What Nigerians have faced in the last nine months is enough to cause an uprising if it were to be in other climes. An average Nigerian has gotten poorer than he was nine months ago. True! If an average Nigerian that cannot change a job for a better one or that has been laid off due to the harsh economic situation or that cannot source well for his business due to hyper-inflation compares what he spends to what he spent nine months ago with a fixed or declining income, what we come up with is increase in poverty. Simple economics!
Nigerians are not patient, Nigerians should give this government a chance to work, it is easier to destroy than to build-These are the common words you’d hear from Buhari Apologists.
My friend, you must not be in the opposition to criticize and criticism is not wishing a government bad.

Before I forget why is President Buhari busy globetrotting? No wonder the budget he presented to the National House of Assembly was padded with all sorts of mischievous figures, unwanted and un-matching Ministry allocations that even serving Ministers were miffed with what they saw.

My friend would ask me a question;Chris, why not you leave Nigeria alone? Some Nigerians are living in splendor in the midst of all these hardship and I would answer that we don’t have to be poor to speak for the downtrodden. Collective voices could actually help us actualize the change we wanted.

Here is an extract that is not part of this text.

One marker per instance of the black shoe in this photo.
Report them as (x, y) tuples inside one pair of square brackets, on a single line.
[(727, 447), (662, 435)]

Now is the twist, every true critic must advise on what he thinks can work.

I.                    Mr President, sit more at home even as you continue with PMS Price modulation, sustained subsidy removal and a possible privatization of the oil sector with government just monitoring it. I know you and the then opposition marched against this when former President Jonathan proposed the idea of Privatization but do not worry; we will not nickname you a hypocrite by doing it. Do not be too blind and sentimental to throw away some of the policies of previous government like the oil provision ratio between NPMC a subsidiary of NNPC and the IPMAN that used to be 40:60 that you have now reverted to.
Let’s keep to that ratio and gradually change it with increase in domestic refining till we attain self-sufficiency.
II.                  Stop spending huge sums in search of oil in Chad basin. That investment does not seem right.
III.                The enormous profile of three compressed Ministries given to Mr Babatunde Fashola (SAN) should be readdressed. First among many reasons is that though he is a born worker, the portfolio is too big and he is not an expert in any of these comprised critical Ministries.
IV.                We have vast arable lands of 80million hectares accounting for 23% of total sum in West Africa. The Minister of Agriculture should double his effort to increase produce both for domestic and export purposes to help boost back the GDP.
V.                  Let this low pricing of crude oil per barrel be a blessing to the Ministry of Solid Minerals. That Ministry should be given quarterly production benchmarks to help revert back the relapse on the Naira through increased exports.
VI.                CBN to help formulate better financial policies 
VII.              Education sector should be fine tuned with a total overhaul to meet our demands. Graduates to be taught to proffer solutions to meet our demands unlike what is obtainable now though there are skills acquisition centres but that to me seems to be medicine for just survival. We need adequate academic fortification to revamp every ailing sector of our economy.

These and many advices I have to share in future writings but at the mean time, I do hope and pray we get it right as a nation.

I am Obaze Chris, a concerned socio and political commentator.